Contributing

note: nothing here is set in stone. if you think something here is misguided, speak to the maintainers.

general guidelines

  • OPEN-SOURCE: this is an open-source project. therefore, everything in it should be open-source (scripts, documentation, file formats, etc).
  • LANGUAGE: this project’s language is English, even if most of our contributors are Brazilian and we’re working with Brazilian data. Our purpose is to make this project welcoming of international contributors and maybe even spread its idea abroad.
  • STANDARDS: whenever possible use (or convert things to) the international standard. for most data, this will mean changing the encoding from latin1 to UTF-8 and changing the date format from DD/MM/YYYY to YYYY-MM-DD. standardizing will make it easier to work with several databases together. if you find something that should be an exception, open an issue or talk to the coordinators.
  • ATTRIBUTION: please be aware when employing third-party software: check if their license is compatible with your use. (if unsure, ask). always attribute someone else’s work to them. similarly, when you complete any work, you must attribute it to yourself under an open-source license. check here if unsure about a license, or just pick the MIT license which is our default. all files contributed must be prefixed by their license and author in a comment.
  • DOCUMENTATION: all code must be thoroughly documented. undocumented code or incomprehensible code will not be accepted. choose clarity over performance unless you absolutely have to pick the latter. (hint: you almost never will.)

code guidelines

file structure

in the bradata package, every smodule is an institution (data provider). at its directory, its __init__.py should contain the functions and classes that are to be available to the public, and nothing else. that’s because the preferred way for a user to use the bradata package is to explore what it has to offer by tab-completion available at ipython and jupyter notebook, as the package is projected to have a number of functions greater than what a user would like to memorize.

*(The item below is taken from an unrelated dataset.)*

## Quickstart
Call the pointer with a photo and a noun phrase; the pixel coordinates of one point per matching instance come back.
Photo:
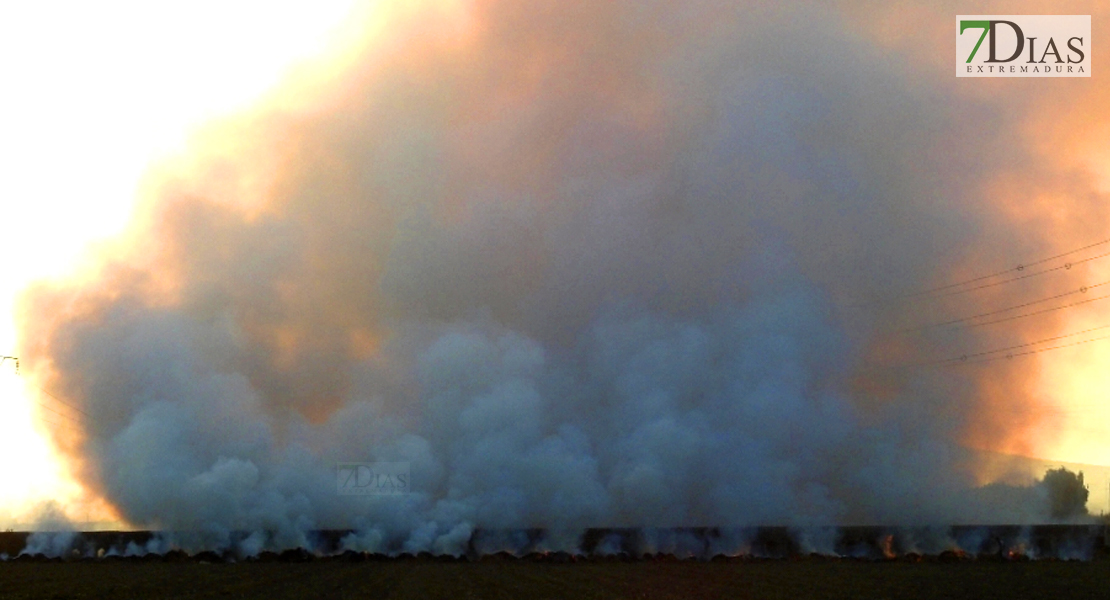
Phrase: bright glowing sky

importing only the public functions in the __init__.py file prevents the namespace from being crowded with private objects:

import bradata.tse as tse
tse.get_candidatos()

submodules should be divided by similarity or proximity, for instance bradata/cgu/_cadastros.py has functions to get three different databases, but as the code to get them is mostly the same they reside together. (the three functions are actually only one function and two wrappers, to prevent writing more code than we need to). if the submodule is not meant to be called by the user, it should start with an underscore (_), so that it doesn’t pollute the namespace.

git workflow

so you’ve forked the repo and added some nice functionality, or correct some bug. thank you very much! but before we can accept your work, you must follow a few simple procedures:

  • document every function, class, module, etc. you create or change, prerrably using google-style docstrings. if you are implementing some tricky part, we’d appreciate if you wrote a tutorial or some kind of extensive documentation. we autogenerate documentation using sphinx, and you may write in .md or .rst, but please write.
  • always git pull [source-repo] master before making a pull request!
  • if you created a new public module or submodule, import it in the __init__.py of the main package.
  • add your name to the Developers;

contributors

contributors are listed under Developers. only people who have had a pull request accepted are listed as contributors.